Deux siècles de sollicitude: représentations de la servitude féminine d’Un Coeur simple à l’éthique du care
Über dieses Buch
Many are the memorable figures of servants, maids and housekeepers in nineteenth- and twentieth-century literature, whether or not these representations are inspired by the extratextual realities of contemporary society. It seems to us today that the literary career of this figure has undergone a certain, even important, evolution, so that one can identify two distinct lineages. Firstly, female figures inspiring a holy horror, mingled with a feeling of exoticism, compassion, attraction mixed with repugnance, and even a desire for otherness. Some cases come close to animalising women, as in Dezső Kosztolányi’s novel Anna Édes, where the seduction of the little maid inevitably leads to her downfall and criminalisation. It seems to us that since the sociological and ethical turn in literature, the figure of the maid has detached itself from these aftertastes, to enter an era of the ethics of care, of moral and feminist thought.
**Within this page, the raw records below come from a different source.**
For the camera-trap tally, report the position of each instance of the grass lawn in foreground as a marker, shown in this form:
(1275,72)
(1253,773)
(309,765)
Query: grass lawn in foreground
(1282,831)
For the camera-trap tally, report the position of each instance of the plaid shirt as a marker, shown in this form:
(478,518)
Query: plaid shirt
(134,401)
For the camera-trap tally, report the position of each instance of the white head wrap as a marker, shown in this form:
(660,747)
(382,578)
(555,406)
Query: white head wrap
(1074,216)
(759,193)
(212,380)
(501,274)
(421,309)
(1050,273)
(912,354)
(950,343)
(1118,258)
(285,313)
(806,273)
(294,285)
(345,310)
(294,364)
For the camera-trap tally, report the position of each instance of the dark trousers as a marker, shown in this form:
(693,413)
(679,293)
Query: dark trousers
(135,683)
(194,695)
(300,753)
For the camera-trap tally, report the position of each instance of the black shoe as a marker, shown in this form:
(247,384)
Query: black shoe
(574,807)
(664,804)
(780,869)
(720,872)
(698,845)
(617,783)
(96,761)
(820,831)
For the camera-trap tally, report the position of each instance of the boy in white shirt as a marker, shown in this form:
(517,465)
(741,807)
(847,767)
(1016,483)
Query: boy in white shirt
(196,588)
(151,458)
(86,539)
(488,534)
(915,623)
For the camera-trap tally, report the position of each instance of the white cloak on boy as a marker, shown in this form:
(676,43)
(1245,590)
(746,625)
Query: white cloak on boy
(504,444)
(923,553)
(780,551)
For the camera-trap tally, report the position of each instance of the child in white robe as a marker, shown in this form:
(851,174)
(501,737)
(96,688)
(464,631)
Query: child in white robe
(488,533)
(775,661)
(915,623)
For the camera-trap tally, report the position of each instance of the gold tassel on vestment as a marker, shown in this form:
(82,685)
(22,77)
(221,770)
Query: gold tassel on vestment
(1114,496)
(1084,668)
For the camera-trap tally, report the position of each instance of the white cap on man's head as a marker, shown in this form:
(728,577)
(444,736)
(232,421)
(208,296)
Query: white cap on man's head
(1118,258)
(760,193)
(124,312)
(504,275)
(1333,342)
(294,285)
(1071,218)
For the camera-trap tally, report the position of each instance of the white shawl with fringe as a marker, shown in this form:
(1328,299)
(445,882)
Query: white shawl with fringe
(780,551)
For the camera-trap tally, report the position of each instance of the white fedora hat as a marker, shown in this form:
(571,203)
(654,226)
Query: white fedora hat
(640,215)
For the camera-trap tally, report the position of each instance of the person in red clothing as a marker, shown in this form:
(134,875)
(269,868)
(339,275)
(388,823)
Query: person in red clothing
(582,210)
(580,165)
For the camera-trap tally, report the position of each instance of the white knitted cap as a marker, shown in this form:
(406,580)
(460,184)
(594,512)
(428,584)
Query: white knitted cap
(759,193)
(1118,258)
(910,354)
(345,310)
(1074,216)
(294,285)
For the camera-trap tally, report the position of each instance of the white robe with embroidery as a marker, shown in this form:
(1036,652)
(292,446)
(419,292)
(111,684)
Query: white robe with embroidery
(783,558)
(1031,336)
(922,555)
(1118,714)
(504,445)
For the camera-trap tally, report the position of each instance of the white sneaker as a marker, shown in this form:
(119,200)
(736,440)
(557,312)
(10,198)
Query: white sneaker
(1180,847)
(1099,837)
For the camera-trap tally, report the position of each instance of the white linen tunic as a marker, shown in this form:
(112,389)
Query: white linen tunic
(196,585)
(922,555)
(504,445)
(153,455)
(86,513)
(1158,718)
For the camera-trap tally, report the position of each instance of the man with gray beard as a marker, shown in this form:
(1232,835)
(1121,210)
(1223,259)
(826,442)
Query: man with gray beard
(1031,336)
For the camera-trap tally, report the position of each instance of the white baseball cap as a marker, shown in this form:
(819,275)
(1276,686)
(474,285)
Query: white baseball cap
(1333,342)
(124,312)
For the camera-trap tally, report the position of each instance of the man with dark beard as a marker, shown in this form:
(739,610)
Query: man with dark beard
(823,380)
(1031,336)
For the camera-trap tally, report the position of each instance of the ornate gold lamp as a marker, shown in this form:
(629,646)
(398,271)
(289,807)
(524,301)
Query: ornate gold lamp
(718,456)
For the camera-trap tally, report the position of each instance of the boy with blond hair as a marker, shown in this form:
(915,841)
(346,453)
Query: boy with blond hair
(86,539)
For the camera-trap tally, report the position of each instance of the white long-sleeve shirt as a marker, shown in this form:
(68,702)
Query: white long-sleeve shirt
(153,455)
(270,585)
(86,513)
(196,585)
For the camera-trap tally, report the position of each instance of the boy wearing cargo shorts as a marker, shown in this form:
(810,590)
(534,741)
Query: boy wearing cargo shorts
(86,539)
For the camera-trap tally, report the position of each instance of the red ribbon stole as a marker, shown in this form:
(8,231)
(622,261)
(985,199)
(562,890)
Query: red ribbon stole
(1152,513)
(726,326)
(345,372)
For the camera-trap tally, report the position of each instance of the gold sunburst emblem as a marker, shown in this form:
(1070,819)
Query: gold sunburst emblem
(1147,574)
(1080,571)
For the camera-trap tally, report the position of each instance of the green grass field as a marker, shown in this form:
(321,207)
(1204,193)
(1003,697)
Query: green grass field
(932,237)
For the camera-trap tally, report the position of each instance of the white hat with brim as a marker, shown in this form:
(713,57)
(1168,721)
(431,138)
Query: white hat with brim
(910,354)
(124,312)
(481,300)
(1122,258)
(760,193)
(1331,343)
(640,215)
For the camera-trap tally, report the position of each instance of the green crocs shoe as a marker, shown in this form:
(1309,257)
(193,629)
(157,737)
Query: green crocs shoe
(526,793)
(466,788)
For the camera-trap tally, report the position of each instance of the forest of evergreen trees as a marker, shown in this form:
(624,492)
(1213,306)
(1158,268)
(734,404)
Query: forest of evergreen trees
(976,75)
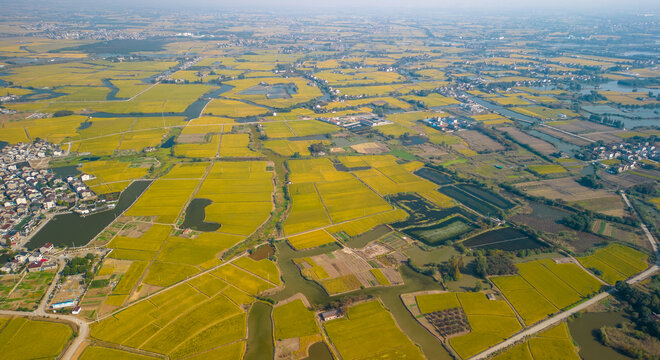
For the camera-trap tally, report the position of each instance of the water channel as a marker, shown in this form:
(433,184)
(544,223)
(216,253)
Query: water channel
(583,330)
(413,282)
(72,229)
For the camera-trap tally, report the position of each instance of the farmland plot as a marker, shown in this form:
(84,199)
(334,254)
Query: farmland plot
(367,331)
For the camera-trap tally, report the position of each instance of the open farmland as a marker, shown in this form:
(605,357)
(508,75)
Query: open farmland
(163,199)
(246,188)
(17,338)
(535,143)
(615,262)
(318,190)
(555,342)
(201,314)
(542,287)
(348,270)
(284,185)
(567,189)
(111,176)
(368,330)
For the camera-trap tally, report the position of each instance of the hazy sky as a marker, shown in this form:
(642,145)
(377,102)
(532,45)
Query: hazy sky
(443,4)
(583,6)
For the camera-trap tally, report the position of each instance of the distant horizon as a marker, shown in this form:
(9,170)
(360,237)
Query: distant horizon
(584,7)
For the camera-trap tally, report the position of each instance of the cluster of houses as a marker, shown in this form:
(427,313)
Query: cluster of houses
(35,260)
(628,154)
(78,185)
(446,124)
(357,121)
(27,193)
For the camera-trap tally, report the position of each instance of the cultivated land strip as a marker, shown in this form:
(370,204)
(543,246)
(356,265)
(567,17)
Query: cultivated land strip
(553,320)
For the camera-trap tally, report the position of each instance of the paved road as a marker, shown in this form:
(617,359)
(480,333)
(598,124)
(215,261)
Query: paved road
(563,315)
(83,328)
(559,317)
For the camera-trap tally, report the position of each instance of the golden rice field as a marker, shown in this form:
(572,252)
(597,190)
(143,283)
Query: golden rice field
(236,145)
(183,321)
(367,331)
(311,239)
(18,338)
(615,262)
(164,199)
(289,148)
(294,320)
(433,100)
(296,128)
(542,287)
(305,91)
(381,101)
(233,108)
(111,175)
(207,149)
(555,342)
(208,125)
(241,193)
(318,194)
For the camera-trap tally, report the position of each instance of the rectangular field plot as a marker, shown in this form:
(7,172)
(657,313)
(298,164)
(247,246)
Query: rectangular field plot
(363,202)
(236,145)
(151,240)
(110,173)
(205,247)
(559,293)
(362,225)
(17,338)
(369,331)
(615,262)
(554,343)
(528,302)
(233,108)
(319,194)
(294,320)
(508,239)
(311,239)
(206,149)
(289,148)
(488,321)
(543,286)
(346,270)
(241,193)
(187,171)
(480,200)
(447,230)
(164,198)
(180,322)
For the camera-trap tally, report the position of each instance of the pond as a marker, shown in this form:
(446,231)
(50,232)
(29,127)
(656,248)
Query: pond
(583,330)
(74,230)
(615,86)
(195,216)
(195,109)
(277,91)
(413,282)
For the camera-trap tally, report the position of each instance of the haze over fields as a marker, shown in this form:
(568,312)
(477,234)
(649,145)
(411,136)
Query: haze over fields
(341,180)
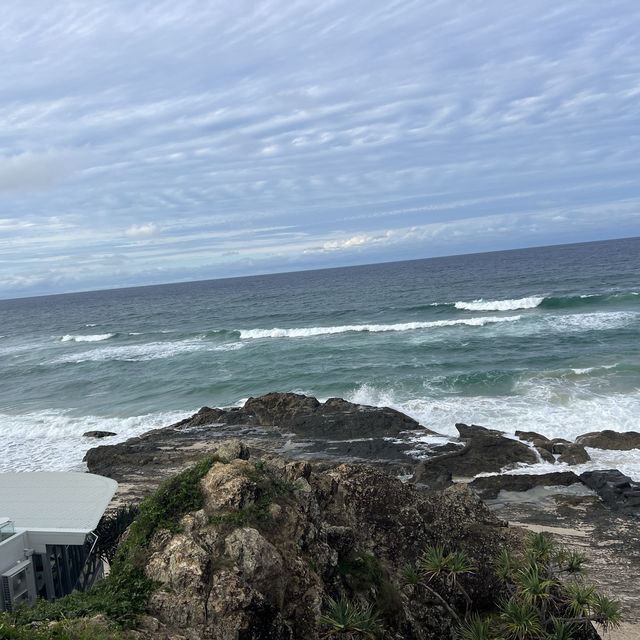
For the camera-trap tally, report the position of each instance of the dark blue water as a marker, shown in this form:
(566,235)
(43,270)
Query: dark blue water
(544,339)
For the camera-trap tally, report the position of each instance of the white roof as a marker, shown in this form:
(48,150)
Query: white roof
(55,500)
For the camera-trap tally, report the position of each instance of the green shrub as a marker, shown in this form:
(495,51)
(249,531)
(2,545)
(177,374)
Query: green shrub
(122,596)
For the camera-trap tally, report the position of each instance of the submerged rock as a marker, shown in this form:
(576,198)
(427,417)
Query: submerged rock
(488,487)
(617,491)
(607,439)
(573,454)
(485,450)
(276,539)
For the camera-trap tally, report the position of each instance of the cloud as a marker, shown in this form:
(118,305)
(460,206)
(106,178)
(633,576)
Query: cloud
(31,171)
(142,230)
(361,129)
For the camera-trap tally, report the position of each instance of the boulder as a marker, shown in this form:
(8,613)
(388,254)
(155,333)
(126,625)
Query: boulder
(607,439)
(488,487)
(485,450)
(531,436)
(545,454)
(573,454)
(336,418)
(342,531)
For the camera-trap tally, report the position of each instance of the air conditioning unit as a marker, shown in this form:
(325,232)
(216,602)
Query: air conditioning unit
(18,585)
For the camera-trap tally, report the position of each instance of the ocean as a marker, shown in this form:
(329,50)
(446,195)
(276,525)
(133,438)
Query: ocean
(544,339)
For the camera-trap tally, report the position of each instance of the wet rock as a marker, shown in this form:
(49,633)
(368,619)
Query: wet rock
(573,454)
(488,487)
(558,445)
(233,449)
(617,491)
(336,418)
(272,578)
(485,450)
(545,454)
(608,439)
(531,436)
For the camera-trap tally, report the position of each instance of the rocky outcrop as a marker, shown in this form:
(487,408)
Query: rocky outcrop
(485,450)
(298,425)
(488,487)
(573,454)
(276,539)
(617,491)
(608,439)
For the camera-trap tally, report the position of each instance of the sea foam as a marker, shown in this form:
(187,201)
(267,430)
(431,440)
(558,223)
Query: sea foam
(536,408)
(134,352)
(51,440)
(500,305)
(306,332)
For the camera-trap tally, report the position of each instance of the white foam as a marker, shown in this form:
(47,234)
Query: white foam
(556,411)
(98,337)
(134,352)
(52,440)
(587,370)
(578,322)
(231,346)
(500,305)
(307,332)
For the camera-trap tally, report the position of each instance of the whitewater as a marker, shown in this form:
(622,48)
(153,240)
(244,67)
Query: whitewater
(543,339)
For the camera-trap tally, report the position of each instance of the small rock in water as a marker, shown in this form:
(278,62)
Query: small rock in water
(98,434)
(574,454)
(608,439)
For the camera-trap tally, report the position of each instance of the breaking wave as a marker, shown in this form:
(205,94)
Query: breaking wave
(499,305)
(98,337)
(306,332)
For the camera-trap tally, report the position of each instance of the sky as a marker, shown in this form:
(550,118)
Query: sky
(149,141)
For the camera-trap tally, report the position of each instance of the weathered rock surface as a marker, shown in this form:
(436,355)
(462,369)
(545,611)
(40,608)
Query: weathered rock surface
(573,454)
(488,487)
(346,530)
(296,425)
(608,439)
(485,450)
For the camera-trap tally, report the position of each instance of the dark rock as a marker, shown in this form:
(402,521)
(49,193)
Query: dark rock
(370,450)
(545,454)
(488,487)
(485,450)
(558,445)
(277,422)
(98,434)
(617,491)
(574,454)
(531,436)
(336,418)
(607,439)
(447,448)
(347,529)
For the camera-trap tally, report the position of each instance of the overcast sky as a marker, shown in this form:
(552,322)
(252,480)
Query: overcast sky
(149,141)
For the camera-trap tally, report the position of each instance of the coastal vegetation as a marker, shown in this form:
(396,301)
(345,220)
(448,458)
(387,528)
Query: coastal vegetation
(122,596)
(255,535)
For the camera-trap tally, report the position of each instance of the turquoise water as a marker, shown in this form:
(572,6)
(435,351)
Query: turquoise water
(543,339)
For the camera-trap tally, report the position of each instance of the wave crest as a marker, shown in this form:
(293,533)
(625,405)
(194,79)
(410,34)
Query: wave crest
(500,305)
(307,332)
(98,337)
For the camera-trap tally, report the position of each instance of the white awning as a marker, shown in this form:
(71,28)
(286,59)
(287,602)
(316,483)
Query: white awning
(55,500)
If certain representations still seem to be attached to a poetics of horror and the news, perpetuating the tradition of Jean Genet’s The Maids and the exaltation of what the Surrealists called – it seems to us today, wrongly – hysteria (The Perfect Nanny), other texts, linked to an equally poetic sociological realism (the Montana School or Florence Aubenas’ documentary novel, The Night Cleaner) are part of a responsible, feminist revival of literature as an action on the present, concerned with “maintaining, perpetuating and repairing our world” ( Joan Tronto 1993).